ぐるっと流山 自閉症のピアニスト川島英一郎さんのコンサート

ページ番号19746 更新日 平成20年2月13日

自閉症のピアニスト川島英一郎さん 満席の会場は、温かなコンサートに感動

川島さんがピアノコンサート

 川島英一郎さんのピアノを聴く会が、2月10日(日曜)、流山市生涯学習センターで行われ、300人のファンがシベリウスのもみの木やショパンのノクターン第8番などを楽しみました。流山市内在住で、自閉症のため養護学校高等部を卒業した川島英一郎さん(38)のピアノコンサートで、主催は川島英一郎さんのピアノを聴く会実行委員会と流山市自閉症協会。


川島さん

 川島さんは小学校4年生のときからピアノを始め、平成7年に励ます会によって流山市立北部公民館で初の個人リサイタルを開いたのがきっかけで、年に数回、高齢者福祉施設などで演奏を続け、今回で21回目のコンサート。地元・流山での個人リサイタルは13年ぶりです。幼稚園の頃からピアノがすきで、ピアノ教室に通ったのは小学校4年生から。

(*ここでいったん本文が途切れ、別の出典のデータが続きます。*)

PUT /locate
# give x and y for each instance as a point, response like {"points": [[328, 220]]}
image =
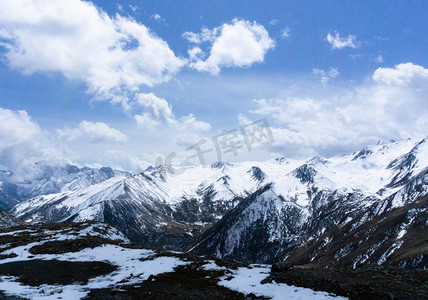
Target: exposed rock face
{"points": [[265, 212]]}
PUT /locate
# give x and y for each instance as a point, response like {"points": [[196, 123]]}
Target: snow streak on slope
{"points": [[301, 199]]}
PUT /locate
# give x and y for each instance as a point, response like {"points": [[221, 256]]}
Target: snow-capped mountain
{"points": [[255, 211], [51, 179]]}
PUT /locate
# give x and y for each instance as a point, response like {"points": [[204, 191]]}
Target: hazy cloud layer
{"points": [[95, 132], [237, 44], [338, 42], [158, 112], [393, 106], [113, 55], [23, 143]]}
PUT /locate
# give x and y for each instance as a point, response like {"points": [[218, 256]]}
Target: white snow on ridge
{"points": [[366, 171]]}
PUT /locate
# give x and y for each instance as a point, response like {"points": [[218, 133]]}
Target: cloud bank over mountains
{"points": [[124, 62]]}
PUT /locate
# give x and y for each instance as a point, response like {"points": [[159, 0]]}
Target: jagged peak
{"points": [[221, 164], [306, 173], [257, 173]]}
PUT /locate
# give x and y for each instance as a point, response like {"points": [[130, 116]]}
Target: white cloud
{"points": [[285, 33], [325, 76], [389, 108], [158, 112], [273, 22], [337, 42], [23, 143], [113, 55], [157, 17], [238, 44], [402, 74], [379, 59], [93, 132]]}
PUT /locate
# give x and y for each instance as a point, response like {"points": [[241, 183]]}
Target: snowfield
{"points": [[134, 266]]}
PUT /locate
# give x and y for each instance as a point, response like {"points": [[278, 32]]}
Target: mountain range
{"points": [[350, 210]]}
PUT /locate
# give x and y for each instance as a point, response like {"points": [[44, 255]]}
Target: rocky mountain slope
{"points": [[95, 261], [258, 212], [50, 179]]}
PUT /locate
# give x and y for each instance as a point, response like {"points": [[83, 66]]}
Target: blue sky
{"points": [[121, 83]]}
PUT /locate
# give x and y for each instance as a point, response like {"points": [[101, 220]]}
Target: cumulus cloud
{"points": [[93, 132], [113, 55], [390, 107], [285, 33], [23, 144], [237, 44], [338, 42], [325, 75], [401, 75], [379, 59], [157, 111]]}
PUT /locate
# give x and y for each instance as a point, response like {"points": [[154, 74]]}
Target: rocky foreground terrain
{"points": [[95, 261]]}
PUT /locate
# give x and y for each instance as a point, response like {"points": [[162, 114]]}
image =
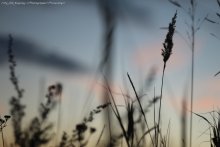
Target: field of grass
{"points": [[128, 122]]}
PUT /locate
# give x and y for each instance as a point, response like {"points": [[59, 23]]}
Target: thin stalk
{"points": [[3, 143], [100, 136], [155, 118], [192, 66], [161, 95], [58, 119]]}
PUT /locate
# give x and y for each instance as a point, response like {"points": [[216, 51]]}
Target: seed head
{"points": [[168, 43]]}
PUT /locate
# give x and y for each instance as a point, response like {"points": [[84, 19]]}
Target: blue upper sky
{"points": [[73, 32]]}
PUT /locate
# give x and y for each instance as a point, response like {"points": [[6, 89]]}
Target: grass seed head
{"points": [[168, 43]]}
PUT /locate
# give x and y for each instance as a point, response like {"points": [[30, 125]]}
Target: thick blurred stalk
{"points": [[106, 65]]}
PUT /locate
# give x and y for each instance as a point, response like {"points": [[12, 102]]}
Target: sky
{"points": [[63, 43]]}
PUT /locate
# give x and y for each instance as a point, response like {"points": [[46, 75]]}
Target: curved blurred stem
{"points": [[3, 143], [158, 128]]}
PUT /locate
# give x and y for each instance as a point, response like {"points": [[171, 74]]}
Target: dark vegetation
{"points": [[134, 131]]}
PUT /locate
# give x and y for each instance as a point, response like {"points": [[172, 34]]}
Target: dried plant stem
{"points": [[3, 142], [142, 111], [161, 95], [100, 136], [192, 66], [58, 118]]}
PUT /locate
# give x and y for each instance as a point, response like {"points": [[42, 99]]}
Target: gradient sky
{"points": [[74, 30]]}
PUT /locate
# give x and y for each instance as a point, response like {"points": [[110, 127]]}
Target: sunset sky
{"points": [[74, 32]]}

譜面を読むことはできませんでしたが、耳で聴いた曲はすぐに弾けるという絶対音感がありました。


満席の会場

 原因ははっきりしませんが、13歳のときに突然譜面が読めるようになり、技術は向上しました。32歳のときに、音楽と右脳・左脳の働きを研究していらっしゃる作曲家の日下部憲夫さん(70)に師事してから感情表現が豊かになり、身体全体を使って弾けるようになり、各地のリサイタルで評判になりました。現在、三郷市のクリーニング会社に自宅から通い、夏は42度にもなる厳しい現場でホテルなどから出る大きなシーツをローラーに挟み込む作業を20年間続けています。


詩の朗読

 開会に当たり実行委員会では、昨年12月8日の朝日新聞の土曜版に聖路加国際病院の日野原重明さんが、聴力を失くした少女が8歳の時に書いた詩を紹介していたことに触れ朗読しました。「ことばの消しゴム/えんぴつでかいた字は 消しゴムで消える/黒板に書いた字も 黒板けしできえる/口からだしてしまったことばは 消す消しゴムがないんだね/とりだせないんだね きみの耳にささった 私のことばわすれない」を紹介し、「コンサートを通じ知的障害者への理解が少しでも広まれば」と客席に呼び掛けました。


中川さんがヴァイオリンで友情出演

 友情出演はヴァイオリニストの中川毅さんとピアニストの戸田章博さんで、宮崎道雄の「春の海」、ゴスペルの「アメイジング・グレイス」などを演奏。中川さんは流山市立東部中学校の卒業者。中川さん、戸田さんとも東邦音楽大を卒業し、ボランティアコンサート活動などを続けています。


グリーングリーン作業所の皆さん

 また、流山市西初石でお茶やお菓子の箱折りをしている「グリーングリーン作業所」の8人がミュージックベルやギターで「大きな古時計」や「翼をください」などを演奏。会場は満席で立ち見もでるほど。舞台転換などは地元自治会が協力するなど地域による手づくりコンサートで、「世界に一つだけの花」や「翼をください」などでは客席も舞台もひとつになっての合唱となりましたが涙を拭く方々の姿も見られました。


生活支援ワーカー・市岡武さん

 2部構成のコンサートの転換時には、社会福祉法人桐友学園沼南育成サポートセンターの生活支援ワーカー・市岡武さんが、「かつては育て方が悪いなどと偏見に満ちた言い方をされた時代もありましたが、自閉症は脳の機能障害で、独特の感性や才能を持っている方々も多い。ただ、そうした感性や才能は、周囲との出会いや励ましで開花します。社会が狭くなり、少しでも違う個性を受け入れのくい社会となっているのは残念ですが、きょうのコンサートをきっかけに、こうした方々を理解し、ほめてください。それが、支える方々の励みになりますから」と呼び掛けました。


山本健太郎さんの絵画5点が展示

 また、会場には、山本健太郎さん(30)の「森のなかま」、「森の中の語らい」など鳥をモチーフにした絵画5点が展示され、来場者の目をひきました。山本さんは、平成4・5年に全日本障害者雇用促進協会の絵画展に出展し入賞、平成5・7年には全日本学生美術展、平成8年からは流山市展に出展。平成8年(にはギャラリーウィンズで、平成10年には流山市大畔のアモールプラザ店で個展を開催。平成15年には流山6丁目の「杜のアトリエ黎明」で仲間と3人展を開催。流山市障害者基本計画の表紙絵にも採用されています。